Tue, 11/26/2013 - 10:31am
MITA

Pilot Program Unveiled at IMDRF Stakeholder Meetings

The Medical Imaging & Technology Alliance (MITA) today announced its support of the pilot program for the Medical Device Single Audit Program (MDSAP), the details of which were unveiled this week at the November 2013 IMDRF Stakeholder Meetings. MITA member companies Siemens and Philips expressed their intent to participate, underscoring that is it necessary to be involved to fully understand the pilot and shape the final operational program.

“In an increasingly globalized world, the MDSAP represents an important step towards developing an internationally harmonized approach to the auditing of medical device manufacturers,” said Gail Rodriguez, executive director of MITA. “MITA members are excited by the opportunity to contribute to this process by participating in this pilot program.”

Currently, medical device manufacturers with operations and sales in several countries face duplicative audits from regulators. This can result in a single company facing multiple audits throughout the countries in which they operate, in some cases interrupting the normal flow of work and limiting resources for weeks.

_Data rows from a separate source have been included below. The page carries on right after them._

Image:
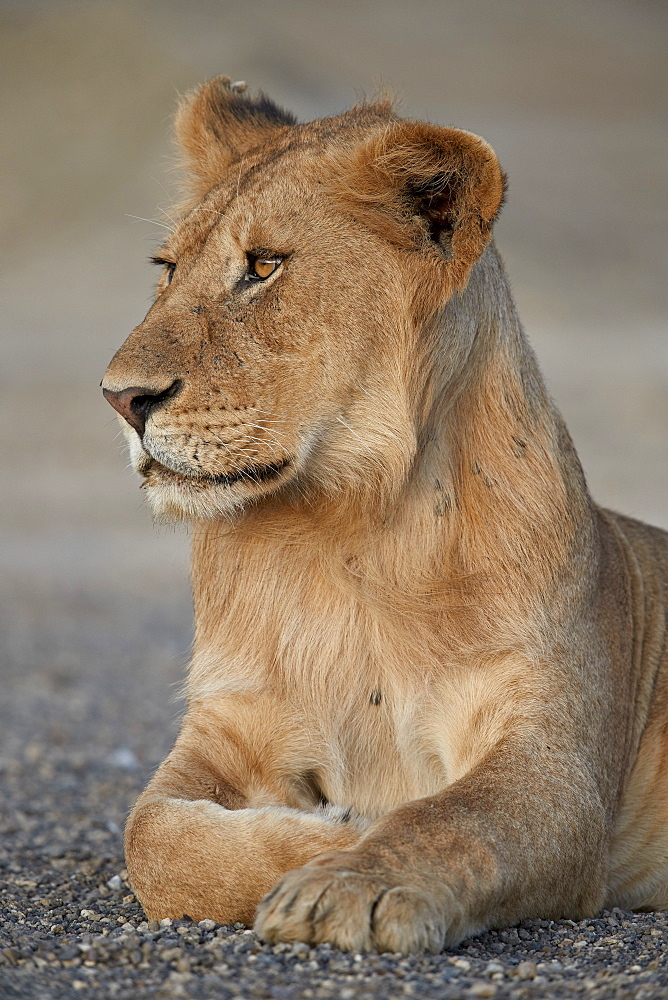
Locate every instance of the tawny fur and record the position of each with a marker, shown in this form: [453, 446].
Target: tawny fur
[407, 605]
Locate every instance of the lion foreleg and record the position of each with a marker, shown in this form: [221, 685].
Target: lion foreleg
[199, 859]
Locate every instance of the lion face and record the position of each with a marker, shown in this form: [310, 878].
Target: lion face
[277, 354]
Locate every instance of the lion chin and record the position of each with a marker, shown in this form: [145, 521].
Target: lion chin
[429, 685]
[201, 496]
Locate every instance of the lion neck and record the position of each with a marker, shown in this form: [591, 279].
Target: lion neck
[493, 509]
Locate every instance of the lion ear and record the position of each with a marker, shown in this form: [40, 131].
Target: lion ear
[439, 189]
[219, 122]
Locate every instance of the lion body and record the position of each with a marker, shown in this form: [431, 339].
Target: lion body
[430, 676]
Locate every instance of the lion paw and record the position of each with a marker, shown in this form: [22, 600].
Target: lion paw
[353, 911]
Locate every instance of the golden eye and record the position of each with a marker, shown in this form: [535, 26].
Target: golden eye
[261, 268]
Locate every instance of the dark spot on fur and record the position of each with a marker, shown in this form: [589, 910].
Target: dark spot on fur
[443, 505]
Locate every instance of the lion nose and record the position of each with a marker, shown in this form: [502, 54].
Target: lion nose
[136, 402]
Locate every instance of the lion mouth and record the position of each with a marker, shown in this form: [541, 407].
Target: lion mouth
[250, 474]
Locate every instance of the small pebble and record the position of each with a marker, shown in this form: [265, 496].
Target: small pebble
[526, 970]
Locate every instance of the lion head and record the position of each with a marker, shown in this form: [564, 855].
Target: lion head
[291, 347]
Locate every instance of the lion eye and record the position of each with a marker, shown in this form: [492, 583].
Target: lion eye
[260, 268]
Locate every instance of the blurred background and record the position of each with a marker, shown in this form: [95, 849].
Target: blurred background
[569, 92]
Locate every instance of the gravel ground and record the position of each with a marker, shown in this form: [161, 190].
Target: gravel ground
[85, 716]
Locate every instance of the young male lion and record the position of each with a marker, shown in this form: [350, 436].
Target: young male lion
[429, 690]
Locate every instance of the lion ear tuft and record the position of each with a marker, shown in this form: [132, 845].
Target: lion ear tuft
[447, 180]
[220, 121]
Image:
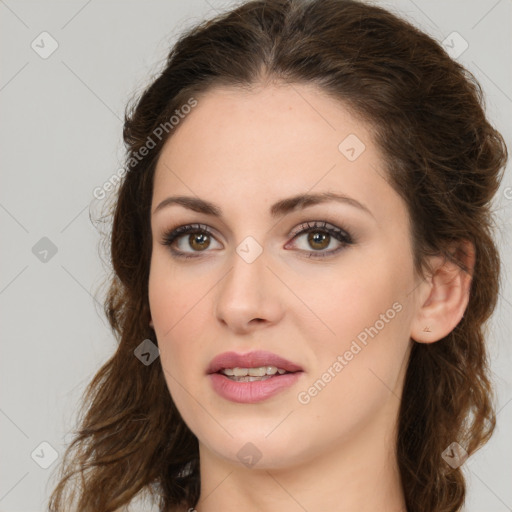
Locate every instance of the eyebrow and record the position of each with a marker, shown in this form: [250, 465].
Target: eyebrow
[278, 209]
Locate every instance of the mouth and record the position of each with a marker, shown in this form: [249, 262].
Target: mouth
[252, 374]
[252, 377]
[258, 363]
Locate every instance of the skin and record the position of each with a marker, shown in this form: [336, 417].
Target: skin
[244, 151]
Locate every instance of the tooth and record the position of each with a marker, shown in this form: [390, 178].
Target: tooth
[271, 370]
[257, 372]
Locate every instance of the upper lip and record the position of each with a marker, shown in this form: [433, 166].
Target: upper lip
[250, 360]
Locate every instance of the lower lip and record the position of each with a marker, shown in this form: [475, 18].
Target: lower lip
[252, 392]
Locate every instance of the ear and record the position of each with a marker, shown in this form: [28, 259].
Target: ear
[444, 295]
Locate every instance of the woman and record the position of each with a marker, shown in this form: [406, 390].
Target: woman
[304, 232]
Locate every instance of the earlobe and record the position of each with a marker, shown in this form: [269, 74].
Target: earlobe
[443, 298]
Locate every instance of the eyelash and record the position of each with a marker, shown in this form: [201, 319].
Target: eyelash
[342, 235]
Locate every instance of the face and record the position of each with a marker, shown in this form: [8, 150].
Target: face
[325, 285]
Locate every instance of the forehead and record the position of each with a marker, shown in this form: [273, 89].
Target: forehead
[269, 143]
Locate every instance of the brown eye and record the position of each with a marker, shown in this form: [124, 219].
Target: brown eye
[317, 240]
[199, 241]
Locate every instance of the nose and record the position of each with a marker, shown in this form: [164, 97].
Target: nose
[250, 296]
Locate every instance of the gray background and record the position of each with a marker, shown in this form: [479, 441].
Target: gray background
[61, 123]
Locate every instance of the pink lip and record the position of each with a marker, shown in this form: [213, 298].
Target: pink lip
[251, 360]
[256, 391]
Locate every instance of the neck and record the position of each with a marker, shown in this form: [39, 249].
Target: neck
[357, 474]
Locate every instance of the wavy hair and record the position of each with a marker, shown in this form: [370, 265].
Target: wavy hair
[442, 156]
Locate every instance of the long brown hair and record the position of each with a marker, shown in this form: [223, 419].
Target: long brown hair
[442, 156]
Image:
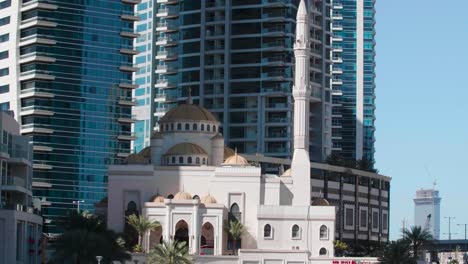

Under the MDSAP pilot program, the auditing process will be similar to that of the Canadian Medical Devices Assessment System (CMDCAS) Program in Canada. Most routine auditing will be done by third party entities, whose competency and oversight will be assessed and monitored by regulators. Auditors will assess compliance for all the countries participating in the program in which a particular company does business, relieving manufacturers from duplicative and repetitive audits. The pilot will include the United States, Canada, Australia and Brazil. The program will start in January 2014, with initial audits under the new system anticipated to begin in June.

FDA’s Kim Trautman welcomed and encouraged industry participation in the pilot, explaining that “the Regulatory Authorities involved, including our Japanese colleagues who are observers at this time, are very interested in utilizing the Pilot program over the next three years to work with our stake holders both Auditing Organizations and industry in optimizing the single audit processes. We are looking to validate our new audit model and many processes in an effort to make them more efficient. The only way to do this is to trial the processes and receive feedback - for which we need industry's voluntary participation. We look forward to optimizing the program in order to serve the global community and international public health.”